One limitation of our study is that we did not evaluate the high-molecular-weight form of adiponectin. Although total and high-molecular-weight adiponectin are generally highly correlated, the high-molecular-weight form may be the specific maternal mediator affecting fetal growth.28
Another limitation is that weight before pregnancy was determined by patient recall and hence may have been subject to bias. In addition, weight gain during pregnancy was determined only up to the time of the oral glucose tolerance test and not across the total length of gestation. However, the impact of this limitation should be modest, because changes in maternal weight in the first and second trimesters have been shown to have a much greater influence on birth weight than changes in the third trimester.29
Among women without gestational diabetes, the strongest metabolic determinant of macrosomia was maternal adiposity, as reflected by BMI before pregnancy and weight gain during pregnancy up to the time of the oral glucose tolerance test.
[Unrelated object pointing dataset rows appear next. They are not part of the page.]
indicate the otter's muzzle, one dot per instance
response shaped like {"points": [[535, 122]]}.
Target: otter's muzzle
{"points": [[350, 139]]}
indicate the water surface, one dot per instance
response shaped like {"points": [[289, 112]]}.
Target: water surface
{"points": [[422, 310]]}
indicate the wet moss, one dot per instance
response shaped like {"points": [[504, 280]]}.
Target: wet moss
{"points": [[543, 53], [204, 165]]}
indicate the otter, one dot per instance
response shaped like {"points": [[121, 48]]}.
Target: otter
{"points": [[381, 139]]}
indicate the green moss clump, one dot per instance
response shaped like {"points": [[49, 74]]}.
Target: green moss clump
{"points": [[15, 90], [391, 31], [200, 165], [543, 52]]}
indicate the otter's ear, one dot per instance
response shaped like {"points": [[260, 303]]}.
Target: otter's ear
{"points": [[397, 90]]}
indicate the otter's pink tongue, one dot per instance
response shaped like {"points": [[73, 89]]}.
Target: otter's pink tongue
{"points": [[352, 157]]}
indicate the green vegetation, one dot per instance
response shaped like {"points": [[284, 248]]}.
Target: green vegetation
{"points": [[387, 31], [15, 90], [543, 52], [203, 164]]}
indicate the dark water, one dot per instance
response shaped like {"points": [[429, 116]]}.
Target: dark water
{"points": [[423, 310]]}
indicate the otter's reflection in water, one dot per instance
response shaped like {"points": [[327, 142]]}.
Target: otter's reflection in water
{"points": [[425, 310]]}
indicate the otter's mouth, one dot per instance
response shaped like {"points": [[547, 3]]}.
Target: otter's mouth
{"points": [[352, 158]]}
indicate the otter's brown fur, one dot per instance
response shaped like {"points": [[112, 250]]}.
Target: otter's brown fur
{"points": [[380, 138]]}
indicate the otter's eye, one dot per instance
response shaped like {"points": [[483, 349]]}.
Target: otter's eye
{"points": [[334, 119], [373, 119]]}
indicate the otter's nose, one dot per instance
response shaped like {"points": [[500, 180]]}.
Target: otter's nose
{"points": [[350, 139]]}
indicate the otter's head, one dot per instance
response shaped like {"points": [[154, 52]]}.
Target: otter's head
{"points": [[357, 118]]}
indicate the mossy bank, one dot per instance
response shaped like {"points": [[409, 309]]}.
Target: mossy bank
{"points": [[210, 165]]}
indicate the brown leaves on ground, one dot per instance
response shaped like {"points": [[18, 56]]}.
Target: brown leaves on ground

Furthermore, after adjustment for these attributes, weight-related circulating factors (particularly leptin) emerged as negative independent predictors of having a large-for-gestational-age infant. In contrast, glucose intolerance and lipid levels had a modest effect in this cohort.
In the context of the current obesity epidemic, these data support the importance of targeting healthy body weight in young women as a strategy for reducing the risk of excessive fetal growth and infant macrosomia. Furthermore, these findings suggest that, in the care of overweight or obese women in pregnancy, closer monitoring of weight gain during pregnancy may be warranted.